The psychology teacher had just finished a lecture on mental health and had proceeded to give an oral quiz to the students. Speaking specifically about manic depression, the teacher asked, "How would you diagnose a patient who walks back and forth screaming at the top of his lungs one minute, then sits in a chair weeping uncontrollably the next?"
A young man in the rear of the room raised his hand and answered, "A basketball coach?"
At Heathrow Airport in England. A 300-foot red carpet was stretched out to Air Force One and President Bush strode to a warm but dignified handshake from Queen Elizabeth II. They rode in a silver 1934 Bentley to the edge of central London where they boarded an open 17th century coach hitched to six magnificent white horses. As they rode toward Buckingham Palace, each looking to their side and waving to the thousands of cheering Britons lining the streets, all was going well.
This was indeed a glorious display of pageantry and dignity.
Suddenly the scene was shattered when the right rear horse let rip the most horrendous, earth-shattering, eye-smarting blast of flatulence, and the coach immediately filled with noxious fumes.
Uncomfortable, but maintaining control, the two dignitaries did their best to ignore the whole incident, but then the Queen decided that was a ridiculous manner with which to handle a most embarrassing situation.
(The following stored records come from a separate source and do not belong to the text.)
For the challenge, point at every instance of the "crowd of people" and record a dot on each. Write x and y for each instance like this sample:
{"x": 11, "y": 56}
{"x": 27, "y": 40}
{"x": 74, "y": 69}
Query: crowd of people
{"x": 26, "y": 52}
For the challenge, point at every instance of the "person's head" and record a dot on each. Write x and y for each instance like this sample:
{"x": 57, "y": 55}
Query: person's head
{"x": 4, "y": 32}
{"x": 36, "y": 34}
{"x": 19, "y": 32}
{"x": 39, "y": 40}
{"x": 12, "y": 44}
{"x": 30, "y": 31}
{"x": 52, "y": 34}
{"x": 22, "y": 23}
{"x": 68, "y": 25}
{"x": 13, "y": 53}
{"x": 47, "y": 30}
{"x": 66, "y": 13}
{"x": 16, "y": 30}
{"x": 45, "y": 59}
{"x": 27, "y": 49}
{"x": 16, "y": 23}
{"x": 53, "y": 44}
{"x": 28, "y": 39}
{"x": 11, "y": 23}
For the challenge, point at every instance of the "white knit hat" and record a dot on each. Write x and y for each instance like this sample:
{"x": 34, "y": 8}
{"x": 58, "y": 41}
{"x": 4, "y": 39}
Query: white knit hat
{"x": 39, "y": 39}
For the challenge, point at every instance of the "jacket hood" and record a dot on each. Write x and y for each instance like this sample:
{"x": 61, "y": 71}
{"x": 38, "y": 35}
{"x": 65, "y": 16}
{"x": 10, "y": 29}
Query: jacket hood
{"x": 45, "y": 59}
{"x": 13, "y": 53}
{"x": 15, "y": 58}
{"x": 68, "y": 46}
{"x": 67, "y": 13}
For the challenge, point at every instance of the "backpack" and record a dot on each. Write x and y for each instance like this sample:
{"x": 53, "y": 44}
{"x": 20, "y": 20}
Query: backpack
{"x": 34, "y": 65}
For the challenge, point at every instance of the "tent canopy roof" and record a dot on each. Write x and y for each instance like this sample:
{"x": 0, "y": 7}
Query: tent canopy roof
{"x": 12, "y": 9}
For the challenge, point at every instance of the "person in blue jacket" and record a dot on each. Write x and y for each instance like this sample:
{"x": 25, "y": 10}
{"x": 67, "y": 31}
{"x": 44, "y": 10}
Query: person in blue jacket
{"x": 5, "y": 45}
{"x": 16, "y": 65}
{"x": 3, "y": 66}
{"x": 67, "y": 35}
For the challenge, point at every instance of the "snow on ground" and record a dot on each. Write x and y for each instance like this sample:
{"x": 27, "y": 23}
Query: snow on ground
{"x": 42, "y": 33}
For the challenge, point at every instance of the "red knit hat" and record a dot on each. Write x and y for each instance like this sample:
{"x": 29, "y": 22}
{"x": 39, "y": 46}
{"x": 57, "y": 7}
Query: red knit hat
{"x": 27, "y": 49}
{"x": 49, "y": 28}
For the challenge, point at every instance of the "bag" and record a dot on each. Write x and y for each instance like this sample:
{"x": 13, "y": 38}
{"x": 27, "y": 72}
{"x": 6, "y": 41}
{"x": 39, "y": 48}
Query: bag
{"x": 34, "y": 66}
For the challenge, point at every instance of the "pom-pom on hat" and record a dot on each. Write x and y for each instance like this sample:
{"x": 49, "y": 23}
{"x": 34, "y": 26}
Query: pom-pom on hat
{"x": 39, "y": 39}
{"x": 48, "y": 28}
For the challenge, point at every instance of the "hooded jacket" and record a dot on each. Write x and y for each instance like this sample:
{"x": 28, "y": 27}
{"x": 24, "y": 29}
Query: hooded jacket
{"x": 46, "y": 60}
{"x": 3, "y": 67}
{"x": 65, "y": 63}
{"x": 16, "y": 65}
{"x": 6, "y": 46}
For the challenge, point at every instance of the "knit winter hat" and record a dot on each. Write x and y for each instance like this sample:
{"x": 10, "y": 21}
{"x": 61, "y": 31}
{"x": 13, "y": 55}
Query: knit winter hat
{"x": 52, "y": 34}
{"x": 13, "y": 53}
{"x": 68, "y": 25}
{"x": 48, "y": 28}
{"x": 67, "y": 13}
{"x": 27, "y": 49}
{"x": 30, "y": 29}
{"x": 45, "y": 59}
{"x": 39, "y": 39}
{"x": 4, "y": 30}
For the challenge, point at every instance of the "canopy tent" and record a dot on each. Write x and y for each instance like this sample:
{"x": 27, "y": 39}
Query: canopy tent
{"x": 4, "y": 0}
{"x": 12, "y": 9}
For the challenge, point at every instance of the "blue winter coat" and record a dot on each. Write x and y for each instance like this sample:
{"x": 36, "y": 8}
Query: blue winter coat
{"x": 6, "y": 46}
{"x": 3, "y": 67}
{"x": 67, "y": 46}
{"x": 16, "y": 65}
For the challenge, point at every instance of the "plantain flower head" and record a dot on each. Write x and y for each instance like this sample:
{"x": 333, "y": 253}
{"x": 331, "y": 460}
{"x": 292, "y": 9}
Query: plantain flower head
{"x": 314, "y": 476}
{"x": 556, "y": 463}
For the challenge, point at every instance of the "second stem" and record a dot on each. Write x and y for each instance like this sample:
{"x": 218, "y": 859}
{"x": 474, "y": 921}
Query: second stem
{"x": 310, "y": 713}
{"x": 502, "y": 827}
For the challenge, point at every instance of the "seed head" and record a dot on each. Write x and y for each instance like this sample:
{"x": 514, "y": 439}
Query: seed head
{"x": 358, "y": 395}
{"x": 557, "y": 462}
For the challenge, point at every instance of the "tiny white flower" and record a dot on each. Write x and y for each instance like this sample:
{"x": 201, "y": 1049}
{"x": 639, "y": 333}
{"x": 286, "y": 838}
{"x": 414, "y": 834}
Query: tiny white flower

She turned to Mr. Bush and explained, "Mr. President, please accept my regrets. I'm sure you understand that there are some things even a Queen cannot control."
George W., ever the Texas intellectual and gentleman, replied, "Your Majesty, please don't give the matter another thought. You know, if you hadn't said something I would have assumed it was one of the horses."
Ben never saw action on his high school football team. One day, the assistant coach gave him a pep talk.
"Remember, Ben," he told him, "everyone on this team has an important role. There is no 'I' in 'team'."
"True," said the boy. "But there is a 'Ben' in 'bench'."